In developing this chapter, the author interviewed experts in the fields of coaching, retention, enrollment management, non-cognitive assessment and educational processes consulting. The chapter brings together the thinking of these experts with the experiences of the author, seminal studies and the academic literature. The goal of the chapter is not to try to predict the future or even the future direction of the current trends discussed. Rather, the goal of the Chapter is to provide thoughtful discussion around meaningful and current coaching issues and topics and to give some direction on how institutions might work with or evaluate these new and evolving topics as they explore coaching options and directions within their own organizations and institutions.

Catching Up

A lot of the changes, innovations and advances over the next several years will be catching up to good practices, assessment tools and retention models that we know about but have not yet integrated into coaching models or institutional retention processes.
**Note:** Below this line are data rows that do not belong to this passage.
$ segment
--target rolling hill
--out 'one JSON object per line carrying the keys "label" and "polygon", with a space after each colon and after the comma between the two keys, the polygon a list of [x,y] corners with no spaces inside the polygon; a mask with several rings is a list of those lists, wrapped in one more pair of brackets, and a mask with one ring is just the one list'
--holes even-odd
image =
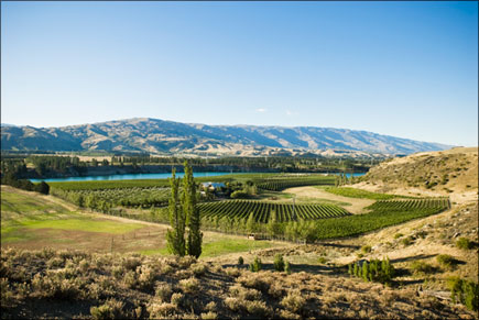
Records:
{"label": "rolling hill", "polygon": [[1,128],[2,150],[152,154],[411,154],[450,146],[367,131],[316,126],[207,125],[134,118],[62,128]]}

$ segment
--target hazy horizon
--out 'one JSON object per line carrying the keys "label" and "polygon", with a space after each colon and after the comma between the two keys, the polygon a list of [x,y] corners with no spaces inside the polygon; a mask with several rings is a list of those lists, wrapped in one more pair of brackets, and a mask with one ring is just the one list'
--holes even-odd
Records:
{"label": "hazy horizon", "polygon": [[477,2],[1,2],[2,123],[131,118],[478,145]]}

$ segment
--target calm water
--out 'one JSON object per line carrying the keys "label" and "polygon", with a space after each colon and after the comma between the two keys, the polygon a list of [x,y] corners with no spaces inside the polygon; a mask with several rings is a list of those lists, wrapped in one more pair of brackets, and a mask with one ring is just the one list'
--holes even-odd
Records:
{"label": "calm water", "polygon": [[[230,175],[231,173],[194,173],[196,178]],[[241,173],[232,173],[232,175]],[[183,177],[184,173],[176,173],[176,177]],[[85,176],[85,177],[68,177],[68,178],[52,178],[52,179],[30,179],[32,183],[68,183],[68,181],[105,181],[105,180],[138,180],[138,179],[166,179],[171,178],[172,174],[130,174],[130,175],[110,175],[110,176]]]}
{"label": "calm water", "polygon": [[[242,173],[194,173],[196,178],[199,177],[214,177],[222,175],[241,175]],[[249,173],[252,174],[252,173]],[[183,177],[183,173],[176,173],[176,177]],[[335,174],[339,175],[339,174]],[[351,174],[346,174],[348,178]],[[364,174],[352,174],[355,177],[363,176]],[[104,180],[137,180],[137,179],[166,179],[172,176],[168,174],[130,174],[130,175],[110,175],[110,176],[86,176],[86,177],[69,177],[69,178],[52,178],[52,179],[30,179],[32,183],[67,183],[67,181],[104,181]]]}

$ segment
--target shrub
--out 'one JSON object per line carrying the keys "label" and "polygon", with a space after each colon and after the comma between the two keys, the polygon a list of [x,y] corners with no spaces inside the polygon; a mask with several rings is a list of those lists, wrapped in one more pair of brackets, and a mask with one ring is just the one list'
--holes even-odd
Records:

Predictors of retention and student success will need to be intentionally and systematically integrated into the discussion of student learning and vise-versa and then meaningful assessment and improvement initiatives will need to take place in order to optimize the changes. Institutions will need to become open and explicit about their processes and systems for tracking retention and student success as we move toward the second decade of the 21st century. Institutions and organizations working in the areas of coaching, retention and student success will need to understand how to use predictive modeling and optimization algorithms (Vasant, Alparslan-Gok, & Weber, 2018) to target where coaching and support resources can be used most efficiently and to understand where they can be most effectively deployed to maximize retention impact.
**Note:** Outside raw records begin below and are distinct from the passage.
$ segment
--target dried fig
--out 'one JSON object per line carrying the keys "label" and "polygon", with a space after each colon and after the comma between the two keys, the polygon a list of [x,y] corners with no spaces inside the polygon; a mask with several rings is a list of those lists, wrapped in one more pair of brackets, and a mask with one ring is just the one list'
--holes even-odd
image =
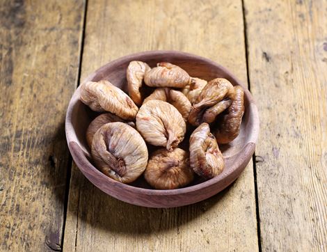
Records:
{"label": "dried fig", "polygon": [[159,63],[157,65],[144,75],[144,82],[147,86],[184,88],[190,84],[190,76],[179,66],[167,62]]}
{"label": "dried fig", "polygon": [[136,128],[144,139],[173,150],[183,141],[186,125],[177,109],[158,100],[143,104],[136,115]]}
{"label": "dried fig", "polygon": [[140,92],[144,74],[151,68],[142,61],[131,61],[127,67],[127,78],[128,93],[136,105],[142,104],[143,97]]}
{"label": "dried fig", "polygon": [[207,123],[201,124],[191,135],[189,150],[190,166],[200,176],[208,180],[223,171],[225,161]]}
{"label": "dried fig", "polygon": [[166,149],[155,151],[149,159],[145,180],[158,189],[173,189],[192,182],[193,172],[189,166],[189,153],[178,148],[169,152]]}
{"label": "dried fig", "polygon": [[[193,104],[189,122],[196,126],[203,122],[212,123],[228,107],[230,103],[228,101],[234,99],[234,86],[225,79],[217,78],[209,81]],[[206,111],[212,107],[206,113]]]}
{"label": "dried fig", "polygon": [[138,110],[127,94],[104,80],[83,84],[80,99],[92,110],[109,111],[126,120],[134,120]]}
{"label": "dried fig", "polygon": [[159,100],[171,104],[177,109],[184,120],[187,121],[192,105],[189,99],[181,91],[168,88],[157,88],[144,100],[144,103],[152,100]]}
{"label": "dried fig", "polygon": [[88,143],[88,146],[91,148],[92,141],[93,141],[93,136],[95,132],[99,129],[102,125],[108,123],[114,123],[114,122],[121,122],[126,123],[129,126],[135,128],[135,124],[133,122],[128,122],[124,119],[120,118],[119,116],[117,116],[111,113],[102,113],[97,116],[88,125],[88,129],[86,129],[86,142]]}
{"label": "dried fig", "polygon": [[123,123],[109,123],[95,134],[92,157],[105,175],[122,183],[134,181],[146,168],[147,149],[142,136]]}
{"label": "dried fig", "polygon": [[151,95],[144,99],[143,104],[152,100],[159,100],[167,102],[167,95],[166,88],[156,88]]}
{"label": "dried fig", "polygon": [[191,84],[183,88],[182,90],[182,93],[185,95],[190,102],[193,104],[193,103],[196,103],[196,98],[207,83],[208,82],[204,79],[192,77]]}
{"label": "dried fig", "polygon": [[224,113],[217,118],[214,135],[219,143],[228,143],[239,135],[244,113],[244,90],[240,86],[235,86],[235,97]]}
One good example of this type of advance is the use of non-cognitive assessment as a key driver of predictive modeling to determine which students are most likely to be retained and to determine the likelihood of persistence of applicants and or first term students (Markle & Rinkoon, 2018; Nemeth, 2018). We know that disciplined and systematic work in this area is a key retention driver and highly impactful for early stage student intervention (Black, 2016) but institutions and coaching processes have not caught up with this advance or they have not yet built these types of emerging tools into their established coaching processes. Once coaching organizations and institutions with coaching departments begin to integrate these new innovations, approaches and tools it will still take several more years before the new tools can be optimized for coaching and retention impact. The process of change, innovation and refinement of adaptations is slow and meaningful change takes a long time to optimize and to be properly understood (Rueda, 2011) at most American post-secondary institutions.